To offset what is quickly becoming my least favorite day of the year, we have a Faux-Ristmas several days before, where we pretend Santa just popped down the chimney and all is a- sparkle with the world. There is Champagne before noon and typically something highly caloric for dinner, the preparation of which can take all day.
Having almost divorced the last time we made pasta together, I was trepidatious as we cracked the eggs and began to make the dough. But the spirit of Faux-ristmas prevailed and the ravioli progressed along merrily without bloodshed.
Caramelize leeks. A little trick I learned recently is to score the leek down its spine before cutting into rounds. This way they will fall apart instead of staying in tight little coils. Works particularly well in this incarnation.

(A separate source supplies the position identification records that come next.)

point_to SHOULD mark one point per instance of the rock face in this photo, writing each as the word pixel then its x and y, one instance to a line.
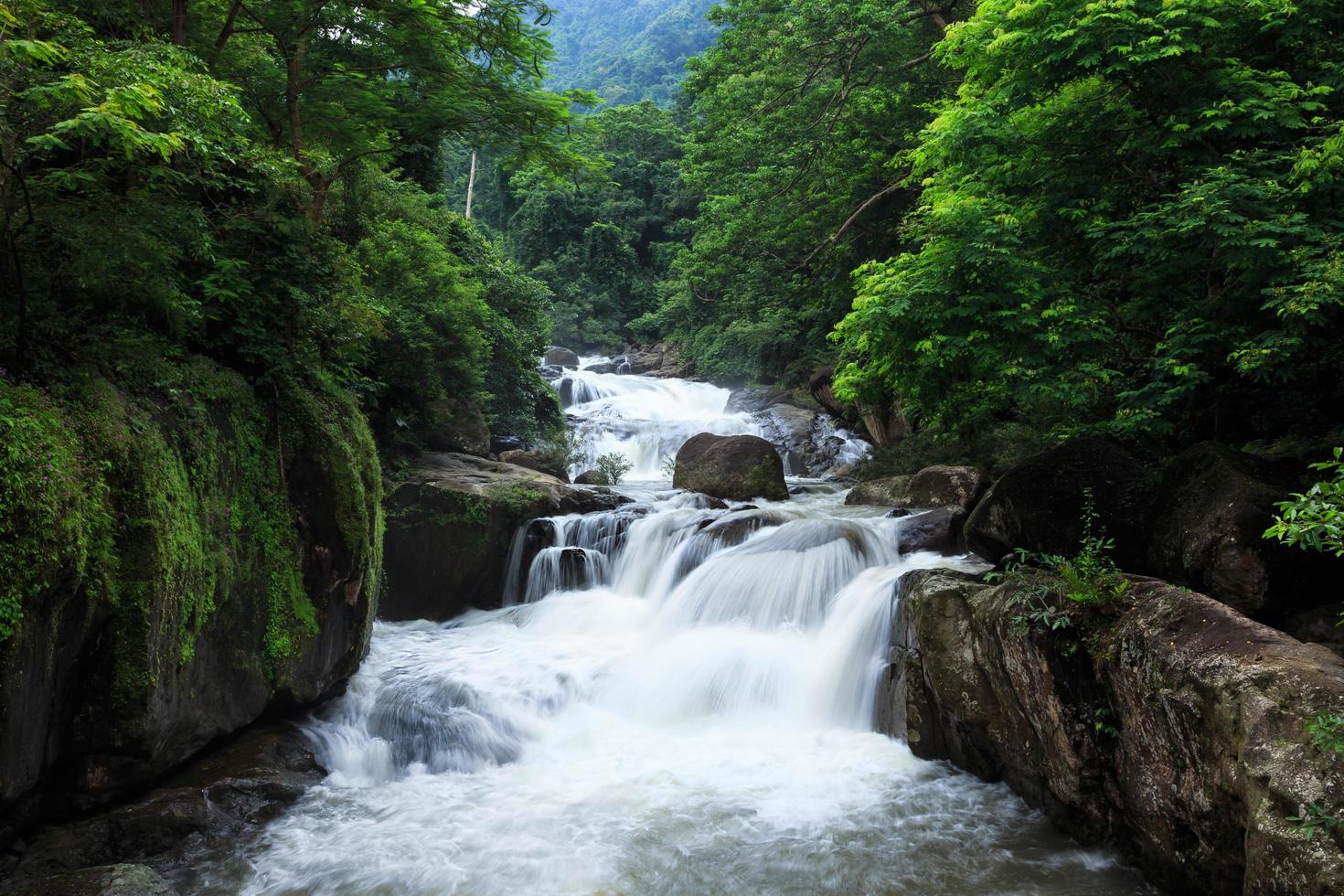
pixel 220 578
pixel 737 468
pixel 534 461
pixel 937 486
pixel 1167 723
pixel 456 427
pixel 890 492
pixel 1207 532
pixel 938 531
pixel 218 799
pixel 557 357
pixel 1040 504
pixel 451 526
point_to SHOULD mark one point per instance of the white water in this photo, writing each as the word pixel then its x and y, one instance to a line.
pixel 698 719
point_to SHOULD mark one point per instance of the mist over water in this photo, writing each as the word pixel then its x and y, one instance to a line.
pixel 680 700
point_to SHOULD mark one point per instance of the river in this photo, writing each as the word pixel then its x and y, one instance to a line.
pixel 697 718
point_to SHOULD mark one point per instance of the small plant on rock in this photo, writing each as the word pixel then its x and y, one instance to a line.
pixel 613 466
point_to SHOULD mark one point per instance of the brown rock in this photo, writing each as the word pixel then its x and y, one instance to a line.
pixel 1167 723
pixel 735 468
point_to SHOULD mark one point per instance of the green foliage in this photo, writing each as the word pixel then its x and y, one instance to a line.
pixel 1126 220
pixel 797 112
pixel 626 50
pixel 1089 578
pixel 603 240
pixel 1315 520
pixel 1327 731
pixel 613 466
pixel 1313 818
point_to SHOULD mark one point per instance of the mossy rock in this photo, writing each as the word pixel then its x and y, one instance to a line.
pixel 735 468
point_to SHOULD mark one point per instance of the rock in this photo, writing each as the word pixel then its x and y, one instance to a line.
pixel 938 531
pixel 500 443
pixel 1207 531
pixel 214 802
pixel 1040 504
pixel 105 690
pixel 792 429
pixel 734 528
pixel 818 384
pixel 1318 626
pixel 1167 723
pixel 451 526
pixel 890 492
pixel 735 468
pixel 557 357
pixel 106 880
pixel 456 427
pixel 535 461
pixel 935 486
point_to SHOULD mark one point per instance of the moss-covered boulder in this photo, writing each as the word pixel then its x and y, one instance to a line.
pixel 1166 723
pixel 451 527
pixel 735 468
pixel 182 555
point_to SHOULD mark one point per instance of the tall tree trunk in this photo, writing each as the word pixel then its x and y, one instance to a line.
pixel 471 186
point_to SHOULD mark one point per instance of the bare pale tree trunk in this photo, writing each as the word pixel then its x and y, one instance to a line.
pixel 471 186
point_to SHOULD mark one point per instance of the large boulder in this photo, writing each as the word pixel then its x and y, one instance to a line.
pixel 937 486
pixel 218 560
pixel 937 529
pixel 1209 532
pixel 737 468
pixel 1040 504
pixel 534 460
pixel 452 426
pixel 892 491
pixel 1167 723
pixel 451 526
pixel 557 357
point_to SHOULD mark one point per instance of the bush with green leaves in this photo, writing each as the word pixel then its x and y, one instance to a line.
pixel 613 466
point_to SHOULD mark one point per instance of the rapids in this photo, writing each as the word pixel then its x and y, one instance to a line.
pixel 677 700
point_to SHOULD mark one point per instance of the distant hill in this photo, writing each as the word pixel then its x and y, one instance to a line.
pixel 626 50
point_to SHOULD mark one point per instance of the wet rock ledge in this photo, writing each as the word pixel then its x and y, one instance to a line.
pixel 1167 723
pixel 451 524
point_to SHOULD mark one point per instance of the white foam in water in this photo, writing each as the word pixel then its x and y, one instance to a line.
pixel 698 719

This “pasta flour” really makes a difference. It’s part semolina and gives a lovely silky texture and avoids the dreaded stodgy taste homemade pasta can have. I used two cups of the pasta flour with four whole eggs and a pinch of salt. Mix as pictured and then knead the dough on a floured surface until combined. Cover with cling film. Leave to rest at least half an hour.
To the ricotta I added one egg, parsley, Parmesan cheese, salt and pepper, lemon zest, some finely chopped sage leaves and any other seasonings or spices you dig. Then the leeks. I made two versions actually, one with home ground veal and pork, but I preferred the vegetarian versions.
Once the pasta is rolled out and you haven’t murdered your co-cook, the fun begins! (The pasta rolling took four hands hence the lack of photographic evidence. But we used a hand cranked pasta maker. We asked Santa for a Kitchen Aid Pasta attachment because it is at this stage the murderous rage can kick in…)
The sauce was completely made up and I might have had a glass of wine or 93 by that time, but it was delicious. On a low heat I threw the sage, butter and pine-nuts in a pan. I just waited for them to get good and brown looking. Splash of white wine for some acidity. I did add a tablespoon of homemade veal demi-glace. Which gave it a great depth of flavor and consistency. Can be left out. Just add a teeny bit of the pasta water to the sauce
If you really want to gild the lily, go ahead and fry some!
Do any of you have Faux-ristmases to compensate for unspectacular family events? Or am I the only bitch around here?